The Nisshin Maru factory ship crept into Tokyo Bay amid speculation that this year's Antarctic whaling season may be its last. Considering the recent tragedy in Japan, the disgrace of the whaling fleet was not much of a story. NM and the rest of the whalers were still at sea when the earthquake and tsunami struck, and they would have slipped into port almost unnoticed by the general public.
However Japanese authorities immediately commandeered the ship to deliver aid supplies to northern Japan. As NM is such a large vessel (at 8,000 tons), it is ideally suited for this.

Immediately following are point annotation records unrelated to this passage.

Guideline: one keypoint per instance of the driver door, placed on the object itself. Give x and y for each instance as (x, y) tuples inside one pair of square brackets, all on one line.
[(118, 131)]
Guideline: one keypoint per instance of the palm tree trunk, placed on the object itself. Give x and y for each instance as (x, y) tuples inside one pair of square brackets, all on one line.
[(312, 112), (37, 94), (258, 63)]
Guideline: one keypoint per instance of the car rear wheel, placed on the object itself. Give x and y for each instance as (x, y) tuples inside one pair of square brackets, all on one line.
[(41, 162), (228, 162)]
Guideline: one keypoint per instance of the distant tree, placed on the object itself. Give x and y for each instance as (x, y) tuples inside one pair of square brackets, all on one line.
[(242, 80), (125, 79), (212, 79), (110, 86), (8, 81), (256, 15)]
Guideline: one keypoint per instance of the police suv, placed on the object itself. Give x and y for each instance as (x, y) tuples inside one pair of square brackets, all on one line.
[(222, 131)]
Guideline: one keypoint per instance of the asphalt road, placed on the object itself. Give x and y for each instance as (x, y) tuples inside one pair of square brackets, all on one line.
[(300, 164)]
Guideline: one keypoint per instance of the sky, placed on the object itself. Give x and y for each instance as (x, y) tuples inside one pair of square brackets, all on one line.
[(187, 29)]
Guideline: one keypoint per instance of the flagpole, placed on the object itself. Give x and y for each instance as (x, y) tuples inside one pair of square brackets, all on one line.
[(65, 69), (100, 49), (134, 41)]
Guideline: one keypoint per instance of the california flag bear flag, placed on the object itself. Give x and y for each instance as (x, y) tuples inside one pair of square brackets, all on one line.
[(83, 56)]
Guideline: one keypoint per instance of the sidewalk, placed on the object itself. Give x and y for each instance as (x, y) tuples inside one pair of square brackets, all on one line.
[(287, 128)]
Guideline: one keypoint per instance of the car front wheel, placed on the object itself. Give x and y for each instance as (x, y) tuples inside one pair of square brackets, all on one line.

NM will be taking charcoal, rice, kerosene, instant noodles and other supplies to the northern coastal communities hit hardest by the tsunami - a far more positive role than slaughtering whales!
Come to think of it, NM could fairly easily be permanently converted into a humanitarian aid vessel, with its rear slipway (up which whale carcasses are dragged) modified for roll-on/roll-off use.
Let's face it, the new rules from the UN International Maritime Organization (IMO) starting this July will make it illegal for it to operate below 60° south (the area where all the Japanese pelagic whaling is done), so it cannot sail to Antarctic waters again. Unless it's used for whaling in other oceans, or broken up, a conversion to an aid ship seems an admirable idea!
This recent disaster may well be the final nail in the coffin lid for whaling: the economic hit taken by Japan will make further massive whaling subsidies very unpopular.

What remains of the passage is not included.